Matt Pfeffer wants to take back what he said about Shea Weber.
While working for the Montreal Canadiens, the 21-year-old Ottawa native made an analytical case for Montreal to keep P.K. Subban instead of trading him to Nashville for Weber. Montreal’s brass went ahead with the deal, and Pfeffer’s contract as an analytics consultant for the club was not renewed.
Pfeffer says he holds no ill will toward the Canadiens, “a world-class organization,” and was not told his firing had anything to do with his strong (and overruled) position on this summer’s blockbuster trade.
The number cruncher explained to Ken Campbell of The Hockey News some details of his Weber-Subban report Monday, then later regretted his choice of words.
“There’s nothing wrong with being average in the NHL,” Pfeffer told THN. “An average NHLer is worth a heck of a lot, and that’s what Shea Weber is.”
Pfeffer published the following statement on his Twitter account:
In the THN piece, Pfeffer explained that Weber’s 5-on-5 goal differential with the Predators is 0.18 per cent, which means Nashville is roughly as effective when Weber is on the ice as when he’s not. Subban’s goal differential is 3.14 — although we believe that discrepancy might be partially attributed to the Predators’ superior team depth.

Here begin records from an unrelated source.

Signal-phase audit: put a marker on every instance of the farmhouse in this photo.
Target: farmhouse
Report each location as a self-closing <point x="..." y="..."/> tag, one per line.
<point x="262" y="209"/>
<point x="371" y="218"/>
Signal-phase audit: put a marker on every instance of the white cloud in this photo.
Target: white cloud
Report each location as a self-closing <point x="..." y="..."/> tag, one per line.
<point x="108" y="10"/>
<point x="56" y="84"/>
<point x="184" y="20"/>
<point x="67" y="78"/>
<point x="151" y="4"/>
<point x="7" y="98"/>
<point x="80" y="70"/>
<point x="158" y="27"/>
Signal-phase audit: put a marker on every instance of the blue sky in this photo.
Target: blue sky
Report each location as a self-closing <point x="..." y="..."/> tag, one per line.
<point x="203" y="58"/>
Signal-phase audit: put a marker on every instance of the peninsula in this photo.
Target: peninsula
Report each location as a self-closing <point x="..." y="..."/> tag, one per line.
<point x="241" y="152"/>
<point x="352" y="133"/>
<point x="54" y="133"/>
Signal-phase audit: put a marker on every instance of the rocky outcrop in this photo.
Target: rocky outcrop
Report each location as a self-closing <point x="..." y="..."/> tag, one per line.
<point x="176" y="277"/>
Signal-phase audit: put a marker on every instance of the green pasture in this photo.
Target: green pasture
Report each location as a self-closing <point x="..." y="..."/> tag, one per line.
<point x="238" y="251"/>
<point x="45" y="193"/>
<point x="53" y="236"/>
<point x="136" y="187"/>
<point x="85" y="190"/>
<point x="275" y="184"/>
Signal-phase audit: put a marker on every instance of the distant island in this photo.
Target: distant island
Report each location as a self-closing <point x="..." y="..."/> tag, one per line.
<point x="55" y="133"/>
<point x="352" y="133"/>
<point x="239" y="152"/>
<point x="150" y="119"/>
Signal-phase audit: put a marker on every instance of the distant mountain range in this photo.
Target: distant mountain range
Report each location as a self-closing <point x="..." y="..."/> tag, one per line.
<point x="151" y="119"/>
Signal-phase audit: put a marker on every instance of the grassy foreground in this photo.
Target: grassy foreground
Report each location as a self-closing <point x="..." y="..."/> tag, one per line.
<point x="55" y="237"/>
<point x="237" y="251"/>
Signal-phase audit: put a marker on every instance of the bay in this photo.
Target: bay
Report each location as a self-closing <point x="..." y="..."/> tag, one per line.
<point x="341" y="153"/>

“In my model that evaluates Shea Weber, very, very little of it has to do with shot differential at this point in his career,” Pfeffer told Campbell.
“With his experience, you really need to only look at goal differential to measure his impact. You only need Corsi if you don’t have a large enough sample size to evaluate goals. My analysis of Shea Weber had very little to do with Corsi. It’s easy to hate on Corsi, but [Weber] is not a good goal-differential guy either. He’s not pushing the needle in terms of how many goals the Nashville Predators score and get scored on when he’s on the ice. He’s good, he’s serviceable, but he doesn’t really push the needle on either side.”
The serviceable Weber has won gold medals for Canada at the world junior and world championship levels, plus two more golds from the Olympic Games. Four times he’s been named to the NHL’s first or second team all-star squad, and he possesses the scariest slap shot in the world. Team Canada chose Weber and not Subban to represent the country at the upcoming World Cup of Hockey.
Montreal forward Brendan Gallagher, for one, sounds amped up by Weber’s addition to the Habs. He raved to NHL.com Monday about the D-man’s leadership and the options his fearsome slapper opens up.
“You don’t just make that trade to make it, but when you get the opportunity to bring in a player who can do everything that Shea does, well, we’re excited about adding him to our group,” Gallagher told Dave Stubbs.
“Defensively, he’s a pain to play against. He’s going to wear you down, he’s going to drive you into the corner, he’s going to make it a tough night.”